How digital businesses can support the economy

Matt Yeates, the managing director of Tata Steel’s SteelScout procurement platform, believes that firms who already have digitised supply chains are in a strong position right now. They could even be the companies that keep global economies going. He says:

“Everybody now is experiencing major changes to their daily lives, learning to adapt to the guidelines for safe operation of our businesses, through to protecting our communities during the pandemic. These challenges mean we reach for new solutions or enhance current approaches.

“The power of digital in solving these problems, from 3D printing to multiple participant video conferencing, has never more been more apparent. Digital enablers for the manufacturing value chain are developing fast and their value at the moment is magnified against the challenges of continuity for key industries and workers.

“Being a digital business means that we’re able to respond quickly and rapidly connect the right buyers with the right suppliers in order to guarantee materials and jobs. We have already supported companies working on key projects, including the manufacturing of ventilators for the NHS, by being able to rapidly quote for and turn around materials and guarantee jobs. And we’re here to support businesses in any way we can during these challenging conditions.”

But could new digital and cloud-based ways of working soon become a permanent reality, rather than just a temporary coping strategy for an unprecedented situation? One company helping firms respond to immediate challenges is Autodesk, with its Fusion 360 Go-to-Market. Senior Director Srinath Jonnalagadda believes that while it’s very early days, more companies could soon realise the shock-proofing benefits of digital workflows.

“Fusion 360 has always been set up with collaboration in mind, your data is centralized to the cloud, meaning all teammates have access at any time, anywhere. Right now that advantage is being leveraged by teams to help minimize the disruption to their project work.

“We have opened up these capabilities to everyone, for free, to minimise disruption across entire supply chains.
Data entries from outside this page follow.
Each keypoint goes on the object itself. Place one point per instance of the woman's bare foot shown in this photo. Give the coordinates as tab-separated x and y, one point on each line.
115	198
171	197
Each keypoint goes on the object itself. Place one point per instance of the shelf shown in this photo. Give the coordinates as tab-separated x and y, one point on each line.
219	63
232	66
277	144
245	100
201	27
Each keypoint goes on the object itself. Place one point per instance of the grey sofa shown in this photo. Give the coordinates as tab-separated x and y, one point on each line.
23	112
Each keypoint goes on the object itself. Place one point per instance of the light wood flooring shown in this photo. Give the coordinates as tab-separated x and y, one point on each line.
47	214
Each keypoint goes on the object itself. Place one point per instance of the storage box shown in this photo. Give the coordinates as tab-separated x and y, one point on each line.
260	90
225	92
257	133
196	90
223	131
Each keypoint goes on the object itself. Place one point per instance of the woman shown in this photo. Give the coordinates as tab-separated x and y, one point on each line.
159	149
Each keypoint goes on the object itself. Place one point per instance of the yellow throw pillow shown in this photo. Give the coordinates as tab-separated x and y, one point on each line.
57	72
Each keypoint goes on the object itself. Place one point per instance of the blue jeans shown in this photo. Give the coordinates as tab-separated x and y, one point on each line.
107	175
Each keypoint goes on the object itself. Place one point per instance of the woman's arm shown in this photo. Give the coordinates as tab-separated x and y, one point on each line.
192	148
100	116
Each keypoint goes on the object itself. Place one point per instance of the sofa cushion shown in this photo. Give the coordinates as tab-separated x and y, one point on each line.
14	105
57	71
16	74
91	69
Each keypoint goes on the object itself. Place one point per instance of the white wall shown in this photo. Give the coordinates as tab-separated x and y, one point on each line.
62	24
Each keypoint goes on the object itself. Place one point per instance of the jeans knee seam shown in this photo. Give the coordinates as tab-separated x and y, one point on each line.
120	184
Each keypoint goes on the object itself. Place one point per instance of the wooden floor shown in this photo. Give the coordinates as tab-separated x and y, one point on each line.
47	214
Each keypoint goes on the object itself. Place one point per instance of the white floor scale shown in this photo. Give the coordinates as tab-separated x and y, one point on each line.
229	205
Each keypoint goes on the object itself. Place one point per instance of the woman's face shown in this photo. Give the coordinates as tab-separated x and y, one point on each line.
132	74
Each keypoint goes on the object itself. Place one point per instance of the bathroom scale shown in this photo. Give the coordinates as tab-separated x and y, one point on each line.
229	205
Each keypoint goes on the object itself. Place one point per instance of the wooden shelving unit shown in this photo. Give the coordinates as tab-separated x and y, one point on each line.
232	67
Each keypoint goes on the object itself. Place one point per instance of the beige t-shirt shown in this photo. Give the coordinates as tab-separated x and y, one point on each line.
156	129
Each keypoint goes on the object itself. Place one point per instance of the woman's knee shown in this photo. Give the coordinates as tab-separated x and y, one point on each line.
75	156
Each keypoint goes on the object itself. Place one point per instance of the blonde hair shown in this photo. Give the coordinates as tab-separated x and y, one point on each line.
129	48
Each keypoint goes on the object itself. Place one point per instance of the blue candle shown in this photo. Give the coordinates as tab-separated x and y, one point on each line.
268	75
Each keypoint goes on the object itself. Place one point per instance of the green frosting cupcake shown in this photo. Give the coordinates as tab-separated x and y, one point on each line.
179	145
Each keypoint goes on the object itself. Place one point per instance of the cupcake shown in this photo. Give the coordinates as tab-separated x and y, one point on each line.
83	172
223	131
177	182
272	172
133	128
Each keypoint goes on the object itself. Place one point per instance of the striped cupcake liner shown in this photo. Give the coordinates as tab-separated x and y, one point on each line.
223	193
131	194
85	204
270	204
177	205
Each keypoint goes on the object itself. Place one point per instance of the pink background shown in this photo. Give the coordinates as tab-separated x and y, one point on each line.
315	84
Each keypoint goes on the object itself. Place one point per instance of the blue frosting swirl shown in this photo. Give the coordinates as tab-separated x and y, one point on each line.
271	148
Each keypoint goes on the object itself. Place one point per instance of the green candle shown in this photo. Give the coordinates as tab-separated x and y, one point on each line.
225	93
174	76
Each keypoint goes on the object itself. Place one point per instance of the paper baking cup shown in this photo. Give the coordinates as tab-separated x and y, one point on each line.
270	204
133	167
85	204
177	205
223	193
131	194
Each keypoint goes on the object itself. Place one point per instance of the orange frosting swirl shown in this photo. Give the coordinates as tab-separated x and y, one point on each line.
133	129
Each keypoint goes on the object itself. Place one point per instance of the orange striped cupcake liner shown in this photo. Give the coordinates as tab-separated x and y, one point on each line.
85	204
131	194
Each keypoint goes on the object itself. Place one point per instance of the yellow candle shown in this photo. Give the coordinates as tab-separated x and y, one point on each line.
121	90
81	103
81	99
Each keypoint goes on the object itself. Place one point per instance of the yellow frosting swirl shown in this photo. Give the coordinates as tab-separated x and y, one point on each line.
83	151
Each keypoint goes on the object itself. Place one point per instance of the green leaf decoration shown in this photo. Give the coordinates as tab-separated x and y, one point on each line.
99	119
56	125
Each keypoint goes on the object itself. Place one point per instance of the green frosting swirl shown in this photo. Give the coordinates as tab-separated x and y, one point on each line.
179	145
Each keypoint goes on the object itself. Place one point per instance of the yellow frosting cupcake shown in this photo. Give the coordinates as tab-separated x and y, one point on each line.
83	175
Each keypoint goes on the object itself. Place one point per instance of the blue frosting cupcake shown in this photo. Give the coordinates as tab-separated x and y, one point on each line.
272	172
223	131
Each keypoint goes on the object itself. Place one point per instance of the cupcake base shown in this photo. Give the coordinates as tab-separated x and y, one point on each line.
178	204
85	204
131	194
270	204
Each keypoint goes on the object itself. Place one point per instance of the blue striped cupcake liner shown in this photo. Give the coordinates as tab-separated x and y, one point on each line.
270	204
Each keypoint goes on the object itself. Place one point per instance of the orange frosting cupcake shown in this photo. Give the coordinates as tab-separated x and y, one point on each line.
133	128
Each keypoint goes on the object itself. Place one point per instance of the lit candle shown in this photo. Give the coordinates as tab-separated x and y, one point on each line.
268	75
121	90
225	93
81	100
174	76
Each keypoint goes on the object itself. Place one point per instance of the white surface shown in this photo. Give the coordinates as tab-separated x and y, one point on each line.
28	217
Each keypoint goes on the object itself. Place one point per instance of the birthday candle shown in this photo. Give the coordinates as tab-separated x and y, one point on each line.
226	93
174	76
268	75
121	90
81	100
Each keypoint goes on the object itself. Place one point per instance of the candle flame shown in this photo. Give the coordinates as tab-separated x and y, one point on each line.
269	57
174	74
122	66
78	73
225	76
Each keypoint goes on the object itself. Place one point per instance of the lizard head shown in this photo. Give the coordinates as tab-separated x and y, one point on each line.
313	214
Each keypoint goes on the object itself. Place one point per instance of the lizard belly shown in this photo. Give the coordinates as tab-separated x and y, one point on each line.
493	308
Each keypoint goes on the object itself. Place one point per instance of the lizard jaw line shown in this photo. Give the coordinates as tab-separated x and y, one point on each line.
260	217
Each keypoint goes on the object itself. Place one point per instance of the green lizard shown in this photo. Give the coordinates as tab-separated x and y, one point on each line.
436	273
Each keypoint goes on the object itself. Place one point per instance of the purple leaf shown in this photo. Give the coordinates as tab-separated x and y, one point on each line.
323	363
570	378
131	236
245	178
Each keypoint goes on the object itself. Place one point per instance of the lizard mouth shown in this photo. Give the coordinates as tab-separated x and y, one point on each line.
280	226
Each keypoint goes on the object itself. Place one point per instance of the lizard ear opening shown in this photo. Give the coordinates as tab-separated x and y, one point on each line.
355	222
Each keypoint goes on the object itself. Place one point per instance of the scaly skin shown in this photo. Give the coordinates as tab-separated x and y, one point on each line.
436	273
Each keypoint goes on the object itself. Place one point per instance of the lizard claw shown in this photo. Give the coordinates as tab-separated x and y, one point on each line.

“To help out professionals and companies that are struggling to cope with disruption in work, we recently rolled out an extended access program, giving everyone access to all of our cloud based tools such as Fusion 360, for free, until the 31st of May. We’re certainly seeing an influx of users looking to Fusion 360 to solve their design problems right now, but the increase is not our focus, we want to ensure people can still work.

“It’s too early to tell if this new way of working will have a positive impact on the sector, there is much to be said about the desire for people to work in person, eye to eye, and we may see the pendulum swing back toward that aggressively in the short term once this is all over, but for manufacturing, just standardizing everyone onto a digital medium is already a major push forward.

“If the conveniences, and efficiency continue to outweigh any potential drawbacks (and they continuously will!) then a predominantly digital workflow shall emerge as the new paradigm.

“Eventually companies will all be prepared for the system shocks that occur with global crises or unforeseen circumstances, and today that solution means moving to an increasingly digital and cloud driven way of working.

“The ultimate end-goal for manufacturing lies with centralized systems. If we can move towards fabrication strategies as we see in semi-conductor factories, with less and less human intervention, we can increase accuracy and open new possibilities up with automation, bringing about the next paradigm shift in technology and manufacturing.”